2020 DTA Medal

Medal design by Zhenru Yan
“The Mobius loop symbolizes the continuous vitality of Pratt Institute.”
Claire Donato
Distinguished Teacher 2020–21
Claire Donato has taught at Pratt Institute since 2014 and is currently an adjunct associate professor of creative writing. She is the author of Burial (Tarpaulin Sky Press, 2013) and The Second Body (Poor Claudia, 2016; Tarpaulin Sky Press, reissue forthcoming). Her writing has appeared or is forthcoming in publications including The Believer, BOMB, Territory, Poetry Society of America, DIAGRAM, Bennington Review, The Brooklyn Rail, Fanzine, and The Elephants.
Address to Graduates
View Prof. Donato’s video address, part of the Celebration of the Class of 2020.
[A choir sings Cat Power’s “Sea of Love”]
I sit on the ground in my Brooklyn apartment and breathe. Drafting this sentence, I almost type grieve, as if the verbs to breathe and to grieve are interchangeable. When a siren sounds out my window—and a siren sounds every minute, it seems—I hold my breath. This connection of everyone with lungs, poet Juliana Spahr says. I am a poet; I am a teacher. For 11 years, I’ve lived in New York City, where many of my neighbors are sick. Over 12,000 New Yorkers are dead. Each person is or was someone’s parent, child, sibling, partner.
When classes were cancelled on March 12th, I was in the midst of teaching a course called The Oceanic Feeling. Coined in 1927 by French writer and mystic Romain Rolland in a letter to Sigmund Freud, the oceanic feeling refers to “a sensation of ‘eternity,’ a feeling of something limitless, unbounded, […] of an indissoluble bond, of being one with the external world as a whole.” My poetics laboratory was concerned with ego dissolution, ecstatic joy, mystical experiences, and the possibility of connection during mass extinction—how our bodies, per French collective Le Love Gang, “are never isolated, are always enmeshed in shifting patterns of relations. Scattered across space, our selves form patterns, trace connections ethical but unseen.”
Love is space, Zen priest angel Kyodo williams says, and I think of how the quarantine entrusts space between our bodies—bodies that manage to be both different and the same.
In The Oceanic Feeling, my students and I sang each week as an experiment in becoming a c(h)oral reef ensemble, and swam through schools of psychoanalytic, mystic, and critical oceanic studies texts. We recorded our singing, a clip of which you just heard. Self-quarantined, I listen to our songs, and lovingly recall sharing physical space.

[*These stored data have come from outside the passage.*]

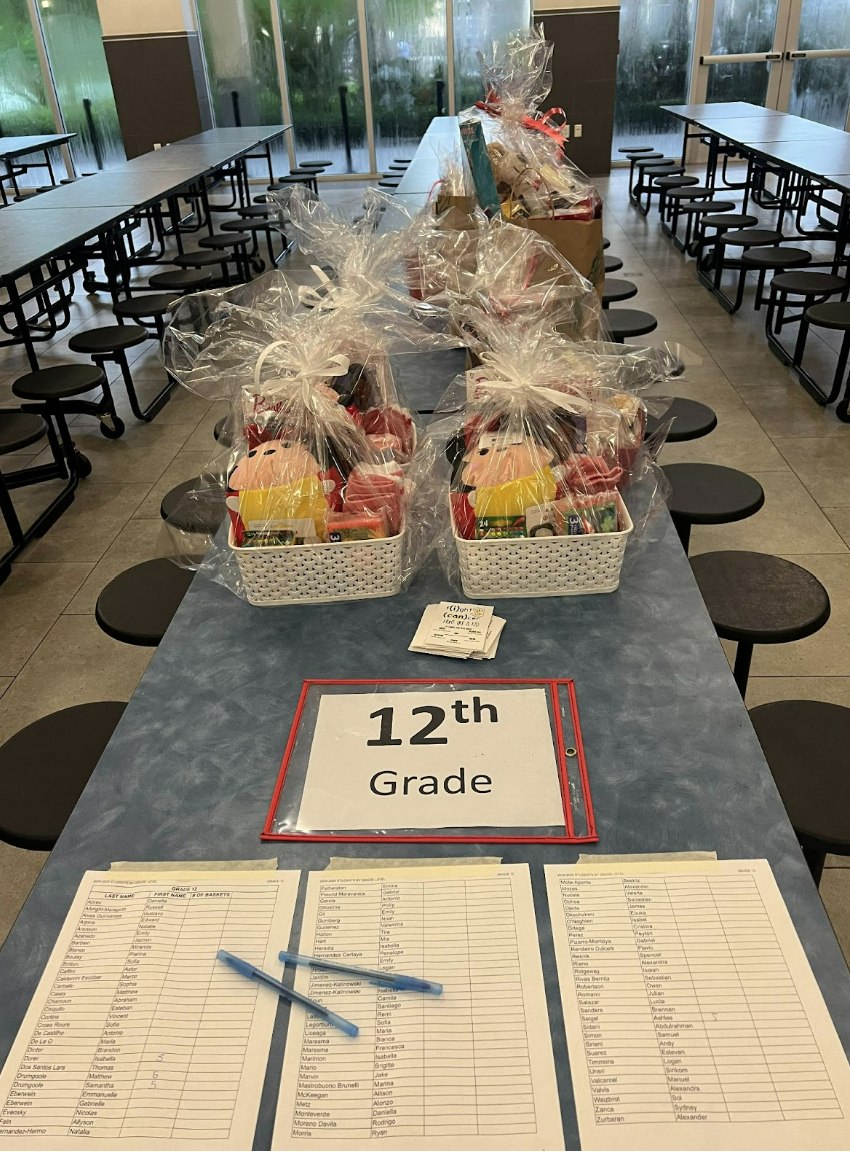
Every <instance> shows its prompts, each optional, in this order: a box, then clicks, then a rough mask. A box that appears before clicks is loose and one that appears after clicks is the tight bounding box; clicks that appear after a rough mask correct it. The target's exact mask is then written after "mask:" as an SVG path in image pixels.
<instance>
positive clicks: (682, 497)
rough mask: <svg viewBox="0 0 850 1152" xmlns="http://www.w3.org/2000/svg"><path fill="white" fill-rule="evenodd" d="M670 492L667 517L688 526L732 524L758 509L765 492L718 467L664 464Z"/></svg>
mask: <svg viewBox="0 0 850 1152" xmlns="http://www.w3.org/2000/svg"><path fill="white" fill-rule="evenodd" d="M663 472H665V475H666V476H667V479H668V480H669V482H670V486H671V488H673V491H671V493H670V498H669V500H668V501H667V506H668V508H669V509H670V515H671V516H674V517H676V516H680V517H682V518H683V520H686V521H688V522H689V523H691V524H733V523H735V521H738V520H746V517H747V516H752V515H753V514H754V513H757V511H758V510H759V508H761V506H762V505H764V502H765V492H764V488H762V487H761V485H760V484H759V482H758V480H754V479H753V478H752V476H747V475H746V472H741V471H738V470H737V469H736V468H723V467H722V465H721V464H690V463H688V464H666V465H665V467H663Z"/></svg>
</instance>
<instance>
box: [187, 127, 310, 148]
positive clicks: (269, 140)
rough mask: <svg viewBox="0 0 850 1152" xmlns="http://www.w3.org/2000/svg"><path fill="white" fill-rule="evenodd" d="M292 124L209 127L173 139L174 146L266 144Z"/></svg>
mask: <svg viewBox="0 0 850 1152" xmlns="http://www.w3.org/2000/svg"><path fill="white" fill-rule="evenodd" d="M291 127H293V126H291V124H256V126H253V127H250V126H249V127H246V128H245V127H238V128H237V127H235V126H230V127H225V128H207V129H206V131H203V132H196V134H195V136H185V137H183V139H182V141H172V146H174V145H175V144H180V145H181V146H182V145H184V144H250V145H255V144H266V143H267V142H268V141H274V139H278V137H279V136H282V135H283V134H284V132H288V131H289V129H290V128H291Z"/></svg>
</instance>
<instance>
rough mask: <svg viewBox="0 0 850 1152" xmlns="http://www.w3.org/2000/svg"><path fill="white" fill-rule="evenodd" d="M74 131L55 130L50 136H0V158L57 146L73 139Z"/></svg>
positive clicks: (12, 156) (72, 139)
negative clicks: (64, 131)
mask: <svg viewBox="0 0 850 1152" xmlns="http://www.w3.org/2000/svg"><path fill="white" fill-rule="evenodd" d="M76 135H77V134H76V132H55V134H53V135H50V136H0V158H5V157H13V156H26V153H28V152H41V151H44V149H48V147H59V146H60V145H61V144H67V143H68V141H73V139H74V137H75V136H76Z"/></svg>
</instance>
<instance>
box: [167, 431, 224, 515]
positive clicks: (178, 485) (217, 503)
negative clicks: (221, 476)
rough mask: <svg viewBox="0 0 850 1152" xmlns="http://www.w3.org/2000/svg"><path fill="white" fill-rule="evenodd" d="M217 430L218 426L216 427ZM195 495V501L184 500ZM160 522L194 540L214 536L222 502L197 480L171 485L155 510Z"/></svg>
mask: <svg viewBox="0 0 850 1152" xmlns="http://www.w3.org/2000/svg"><path fill="white" fill-rule="evenodd" d="M217 427H218V425H217ZM196 491H197V492H198V497H197V499H195V500H188V499H187V497H188V495H189V494H190V493H191V492H196ZM159 514H160V516H161V517H162V520H167V521H168V523H169V524H170V525H172V526H173V528H176V529H180V530H181V531H183V532H190V533H196V535H198V536H214V535H215V533H217V532H218V530H219V528H221V521H222V520H223V518H225V508H223V503H222V500H221V499H220V498H219V494H218V493H217V492H215V491H214V488H213V487H212V486H211V485H208V484H207V483H206V482H205V480H203V479H202V478H200V477H199V476H193V477H192V478H191V479H190V480H183V483H182V484H175V486H174V487H173V488H169V491H168V492H166V494H165V495H164V497H162V500H161V502H160V506H159Z"/></svg>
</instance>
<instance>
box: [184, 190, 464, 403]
mask: <svg viewBox="0 0 850 1152" xmlns="http://www.w3.org/2000/svg"><path fill="white" fill-rule="evenodd" d="M367 199H369V202H370V204H371V206H372V207H371V210H370V211H367V214H366V217H365V218H364V219H363V220H361V221H358V222H351V221H349V220H344V219H342V218H341V217H337V215H335V214H334V212H333V211H332V210H331V209H329V207H328V206H327V205H326V204H324V203H322V202H321V200H317V199H314V198H312V197H311V196H310V194H309V192H308V191H306V190H305V189H304V188H303V187H301V185H297V187H296V188H295V189H294V190H291V194H290V195H289V196H288V197H287V198H286V200H283V199H281V200H280V202H279V209H280V211H281V213H282V212H283V205H286V213H287V217H288V219H290V220H291V227H293V229H294V232H295V234H296V236H297V240H298V244H299V248H301V249H302V251H304V252H305V253H306V255H309V256H311V257H313V258H314V259H316V260H317V262H318V263H317V264H316V265H313V268H312V274H311V282H310V283H306V285H305V283H296V282H295V281H294V280H293V279H291V278H290V276H288V275H287V273H286V271H280V270H274V271H272V272H267V273H266V274H265V275H261V276H259V278H258V279H257V280H255V281H252V282H251V283H249V285H240V286H237V287H235V288H228V289H218V290H213V291H205V293H196V294H193V295H192V296H185V297H183V300H182V301H180V303H179V305H177V308H176V309H175V311H174V312H173V314H172V320H170V323H169V325H168V327H167V328H166V335H165V342H164V353H165V362H166V367H167V370H168V371H169V373H170V374H172V376H173V377H175V379H177V380H179V381H180V384H182V385H183V386H184V387H185V388H188V389H189V391H190V392H193V393H196V394H198V395H202V396H205V397H206V399H208V400H233V399H234V397H235V396H236V394H237V393H238V391H240V388H242V387H245V386H249V385H250V382H251V380H252V374H253V367H255V364H256V361H257V357H258V356H259V355H260V354H261V353H263V350H264V349H265V348H267V347H268V346H270V344H271V343H278V344H283V343H287V342H291V343H296V344H297V342H298V340H299V339H301V332H302V331H303V327H304V320H305V318H306V317H308V316H310V313H311V312H313V311H320V312H337V311H344V312H346V314H347V317H348V321H349V324H350V328H351V338H350V341H349V343H350V346H351V347H350V348H342V349H341V351H342V353H343V354H344V355H347V356H348V357H349V359H350V361H351V362H352V363H365V362H364V361H363V356H362V354H361V353H359V350H358V348H359V346H361V344H362V343H364V342H365V344H366V346H367V348H369V349H370V350H371V355H372V356H373V357H378V358H379V359H380V361H385V359H386V356H387V355H388V354H392V353H402V351H415V350H434V349H439V348H450V347H456V346H457V343H458V340H457V338H456V336H455V335H453V333H451V331H450V324H449V317H448V313H447V312H445V311H442V310H440V309H438V308H435V306H428V308H425V306H423V305H422V304H420V303H419V302H418V301H416V300H415V298H412V297H411V296H410V294H409V290H408V282H407V279H405V258H407V257H408V256H409V253H410V251H411V249H412V250H416V249H417V247H418V237H419V235H420V234H424V233H426V232H427V230H428V228H430V226H428V222H427V221H426V220H425V219H424V218H423V217H420V215H416V217H410V215H409V214H402V213H401V212H399V210H397V209H394V210H393V214H396V213H397V214H399V220H397V221H396V220H394V221H392V222H393V223H396V222H397V223H400V225H401V226H400V227H399V228H394V227H388V228H386V230H381V232H377V230H375V227H374V225H375V221H377V220H378V218H379V217H380V211H379V210H380V206H381V204H382V203H384V202H386V199H387V198H386V197H382V196H381V195H380V194H378V192H370V194H369V196H367Z"/></svg>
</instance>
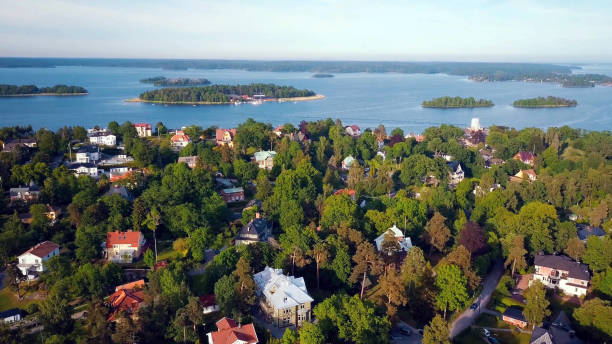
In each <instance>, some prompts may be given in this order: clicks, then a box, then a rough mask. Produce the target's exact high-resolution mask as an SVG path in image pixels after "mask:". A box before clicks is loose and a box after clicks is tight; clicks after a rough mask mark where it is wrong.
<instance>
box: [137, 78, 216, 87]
mask: <svg viewBox="0 0 612 344" xmlns="http://www.w3.org/2000/svg"><path fill="white" fill-rule="evenodd" d="M140 82H142V83H144V84H153V85H155V86H201V85H210V80H208V79H205V78H197V79H191V78H173V79H170V78H166V77H165V76H155V77H152V78H146V79H141V80H140Z"/></svg>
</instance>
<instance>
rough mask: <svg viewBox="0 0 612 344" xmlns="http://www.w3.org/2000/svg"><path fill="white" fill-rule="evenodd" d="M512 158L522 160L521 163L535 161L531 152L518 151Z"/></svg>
mask: <svg viewBox="0 0 612 344" xmlns="http://www.w3.org/2000/svg"><path fill="white" fill-rule="evenodd" d="M513 159H514V160H518V161H520V162H522V163H523V164H527V165H533V163H534V161H535V156H534V155H533V153H532V152H524V151H520V152H518V153H516V154H515V155H514V157H513Z"/></svg>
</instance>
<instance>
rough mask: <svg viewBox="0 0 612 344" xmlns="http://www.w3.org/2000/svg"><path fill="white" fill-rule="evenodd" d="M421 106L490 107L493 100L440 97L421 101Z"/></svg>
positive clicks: (448, 108)
mask: <svg viewBox="0 0 612 344" xmlns="http://www.w3.org/2000/svg"><path fill="white" fill-rule="evenodd" d="M422 105H423V107H427V108H440V109H450V108H475V107H491V106H493V105H494V104H493V102H492V101H490V100H487V99H478V100H476V99H474V97H468V98H461V97H440V98H434V99H432V100H426V101H423V104H422Z"/></svg>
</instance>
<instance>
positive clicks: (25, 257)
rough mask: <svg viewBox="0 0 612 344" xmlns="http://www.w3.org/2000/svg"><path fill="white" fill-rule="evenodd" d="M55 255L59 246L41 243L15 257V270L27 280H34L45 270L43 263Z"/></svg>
mask: <svg viewBox="0 0 612 344" xmlns="http://www.w3.org/2000/svg"><path fill="white" fill-rule="evenodd" d="M57 255H59V245H58V244H56V243H54V242H52V241H43V242H41V243H38V244H36V246H34V247H32V248H30V249H29V250H27V251H26V252H24V253H23V254H21V255H20V256H19V257H17V268H19V270H20V271H21V273H22V274H23V275H24V276H26V277H27V278H28V279H34V278H36V277H37V276H38V275H39V274H40V273H41V272H44V271H45V270H46V269H45V264H44V263H45V262H46V261H48V260H49V259H50V258H51V257H55V256H57Z"/></svg>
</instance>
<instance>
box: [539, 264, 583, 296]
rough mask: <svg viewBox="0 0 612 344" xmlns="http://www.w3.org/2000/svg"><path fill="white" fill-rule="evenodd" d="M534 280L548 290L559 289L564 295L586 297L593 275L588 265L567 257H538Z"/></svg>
mask: <svg viewBox="0 0 612 344" xmlns="http://www.w3.org/2000/svg"><path fill="white" fill-rule="evenodd" d="M534 265H535V272H534V274H533V279H534V280H536V279H537V280H539V281H540V282H542V283H543V284H544V285H545V286H546V287H548V288H559V289H560V290H561V291H563V293H565V294H567V295H574V296H584V295H586V293H587V290H588V288H589V281H590V280H591V275H590V273H589V269H588V267H587V266H586V265H584V264H582V263H578V262H575V261H573V260H572V259H571V258H569V257H567V256H554V255H537V256H535V258H534Z"/></svg>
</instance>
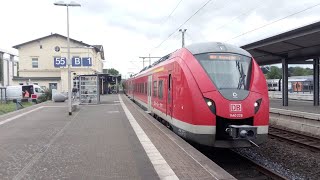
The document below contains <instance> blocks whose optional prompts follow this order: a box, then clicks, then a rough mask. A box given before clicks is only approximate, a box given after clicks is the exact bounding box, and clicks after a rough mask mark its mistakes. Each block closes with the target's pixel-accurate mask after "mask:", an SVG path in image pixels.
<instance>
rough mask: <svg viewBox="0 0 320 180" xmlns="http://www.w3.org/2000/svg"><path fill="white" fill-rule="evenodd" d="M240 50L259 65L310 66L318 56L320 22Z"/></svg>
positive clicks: (306, 26)
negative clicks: (313, 61)
mask: <svg viewBox="0 0 320 180" xmlns="http://www.w3.org/2000/svg"><path fill="white" fill-rule="evenodd" d="M241 48H243V49H245V50H247V51H249V53H250V54H251V55H252V56H253V57H254V58H255V60H256V61H257V62H258V64H259V65H269V64H275V63H281V61H282V59H286V60H287V61H288V63H289V64H312V60H311V61H309V59H314V58H318V57H319V56H320V22H316V23H313V24H310V25H307V26H304V27H301V28H298V29H294V30H291V31H288V32H285V33H282V34H278V35H276V36H272V37H269V38H266V39H263V40H260V41H257V42H254V43H251V44H247V45H244V46H242V47H241Z"/></svg>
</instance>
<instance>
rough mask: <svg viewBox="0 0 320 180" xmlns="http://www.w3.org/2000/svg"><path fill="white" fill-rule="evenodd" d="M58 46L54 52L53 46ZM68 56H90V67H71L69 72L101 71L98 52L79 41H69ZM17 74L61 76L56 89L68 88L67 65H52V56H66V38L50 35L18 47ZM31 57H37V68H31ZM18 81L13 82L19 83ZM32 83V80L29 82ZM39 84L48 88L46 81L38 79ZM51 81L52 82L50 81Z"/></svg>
mask: <svg viewBox="0 0 320 180" xmlns="http://www.w3.org/2000/svg"><path fill="white" fill-rule="evenodd" d="M56 46H58V47H60V51H59V52H56V51H55V50H54V48H55V47H56ZM70 47H71V48H70V58H72V57H73V56H79V57H91V59H92V66H90V67H71V72H72V73H71V74H72V76H73V73H76V75H81V74H82V73H84V74H94V73H97V72H98V73H99V72H102V69H103V64H102V59H101V56H100V53H98V52H96V50H95V49H94V48H86V47H84V46H83V44H81V43H76V42H74V41H70ZM18 50H19V76H20V77H61V81H57V83H58V91H60V92H66V91H67V90H68V86H67V84H68V83H67V82H68V76H67V69H68V68H67V66H66V67H54V57H67V55H68V54H67V40H66V39H65V38H63V37H60V36H51V37H48V38H45V39H42V40H39V41H35V42H31V43H28V44H25V45H22V46H20V47H19V49H18ZM32 58H38V68H32ZM19 83H20V82H17V81H16V82H15V84H19ZM31 83H34V82H31ZM37 83H39V85H40V86H46V87H47V88H49V83H51V82H48V81H38V82H37ZM52 83H53V82H52Z"/></svg>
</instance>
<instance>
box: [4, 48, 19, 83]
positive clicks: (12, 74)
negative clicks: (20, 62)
mask: <svg viewBox="0 0 320 180" xmlns="http://www.w3.org/2000/svg"><path fill="white" fill-rule="evenodd" d="M14 57H15V55H14V54H12V53H10V52H8V51H5V50H2V49H0V87H2V86H10V85H12V78H13V77H14V76H17V75H18V74H17V73H18V66H19V64H18V61H17V60H15V58H14Z"/></svg>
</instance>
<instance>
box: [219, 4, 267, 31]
mask: <svg viewBox="0 0 320 180" xmlns="http://www.w3.org/2000/svg"><path fill="white" fill-rule="evenodd" d="M260 1H263V0H260ZM264 5H265V4H264V3H261V4H260V5H259V6H257V7H255V8H252V9H250V10H248V11H245V12H243V13H241V14H239V15H238V16H235V17H234V18H232V19H231V20H230V21H228V22H227V23H225V24H223V25H221V26H219V27H218V28H216V29H214V30H213V32H216V31H217V30H219V29H221V28H223V27H225V26H226V25H229V24H230V23H231V22H232V21H234V20H236V19H238V18H239V17H241V16H244V15H247V14H249V13H250V12H251V11H254V10H256V9H258V8H260V7H262V6H264Z"/></svg>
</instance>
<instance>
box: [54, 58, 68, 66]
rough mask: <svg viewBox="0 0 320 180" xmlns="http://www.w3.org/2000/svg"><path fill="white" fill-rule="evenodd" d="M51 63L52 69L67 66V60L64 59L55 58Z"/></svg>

Now, we electronically gather. Our nonhuman animal companions circumnavigate space, rewilding our ecosystem. We’re together, but our virtual presences on-screen indicate absence. We check in; we ask one another what we need; we language our fears, our dreams. To dream while facing the unknown reminds us we’re still here.
On Eastern Parkway in Brooklyn, two ambulances with sirens blaring run parallel to one another. I write down a couplet:
How awake were you before the world shut down
And how awake are you to the fact that the world is not shut down
In Manhattan, tents amalgamate into field hospitals; deceased bodies with no known next of kin are buried in mass graves at Hart Island. “What can we do,” asks Yuki Kobiyama in a dharma talk. “Do we just quietly sit and feel our pain, sadness, lack of motivation and lack of our loved ones—whichever arises in the moment?”
I listen as Tre Kwon, an ICU nurse and member of the COVID-19 Frontline Workers Task Force at Mount Sinai Hospital, stands in front of her workplace, demanding adequate PPE. This is what I am, she says. I am a nurse. It’s my duty to take care of patients.
You are a teacher, people tell me. In mid-April, Pratt sent me an email indicating I am a distinguished teacher. Of this, I am skeptical. Is there such a thing as teaching?
My student Lucky Ruiz, a junior BFA Writing major, frequently invokes the term pedagogy of healing in relation to learning communities we’ve shared. This description feels apt. Every student is a teacher. In many traditions, teaching is considered healing. In co-investigatory classrooms, we teach each other, and we teach each other how to teach. This feedback loop undoes teaching, and turns it into the practice of one’s life. Which is to say, awakening is the root of our collaboration, our co-investigatory pedagogy. This process is not always easy. But as Sara Ahmed writes in The Promise of Happiness: “Political movements imagine what is possible when possibility seems to have been negated or lost before it can be recognized. […] When things go astray, other things can happen. We have a future, perhaps.”
It is an honor to receive this award in recognition of my work and the dedicated students whom I teach. If there is such a place as utopia, I’m confident we’ve collaborated on and within it. Thank you, and much love to the graduating class of 2020.